3. L’existence d’un gyre asymétrique dans le noyau externe – La translation de la

graine impose des conditions limites fortement hétérogène pour la convection du noyau

et la géodynamo : le flux de flottabilité à l’ICB est négatif dans l’hémisphère qui fond

(formation de liquide appauvri en éléments légers), et positif au niveau de l’hémisphère

qui cristallise. Ce forçage asymétrique pourrait avoir des conséquences observables pour

le champ magnétique terrestre et l’écoulement dans le noyau. En utilisant des modèles

numériques de la géodynamo, nous avons étudié l’effet d’un tel forçage sur la dynamo

[Olson & Deguen, 2012; Deguen et al., 2014b], et montré que l’écoulement résultant

pouvait être qualitativement similaire au gyre asymétrique observé dans le noyau par

Gillet et al. [2009]. Plus récemment, Aubert et al. [2013] et Aubert [2013] ont montré à

l’aide de simulations numériques de la géodynamo qu’un flux de flottabilité asymétrique

à l’ICB tel que prédit par le modèle de translation permet de mieux rendre compte de

la structure du champ magnétique terrestre. Les modèles fonctionnent le mieux pour

une vitesse de translation similaire à la vitesse de croissance moyenne de la graine.

Cette vitesse de translation est cohérente avec les prédictions dans le cas d’un régime

de translation double-diffusive [Deguen et al., 2018], mais faible comparée à ce que l’on

prédit dans le cas d’une translation purement thermique [Alboussière et al., 2010; Deguen

et al., 2013].

Le modèle de translation de la graine n’a cependant pas que des atouts :

1. Un modèle de translation Est-Ouest cohérent avec l’asymétrie hémisphérique ne permet

pas facilement d’expliquer l’anisotropie sismique nord-sud de la graine.

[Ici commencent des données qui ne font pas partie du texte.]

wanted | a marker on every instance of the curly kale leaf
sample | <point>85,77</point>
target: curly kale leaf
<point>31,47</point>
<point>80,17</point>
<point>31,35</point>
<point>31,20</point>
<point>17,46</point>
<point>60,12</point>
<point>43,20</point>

2. Un second point, et peut être le plus important, est que le régime de translation ne

peut exister que dans un domaine assez restreint de l’espace des paramètres : (i) Il

faut nécessairement que le géotherme ou le profil de concentration dans la graine soit

déstabilisant pour permettre l’initiation de la convection. C’est plausible mais incertain

(partie 3.2.1). (ii) La viscosité de la graine doit être suffisamment forte (supérieure à10

18

Pa.s dans le cas d’une translation thermique, et 10

21

Pa. dans le cas d’une translation

double-diffusive). Là encore, il est possible que cette condition soit vérifiée, mais cela reste

très incertain au vu de la gamme de valeurs de viscosité proposées dans la littérature.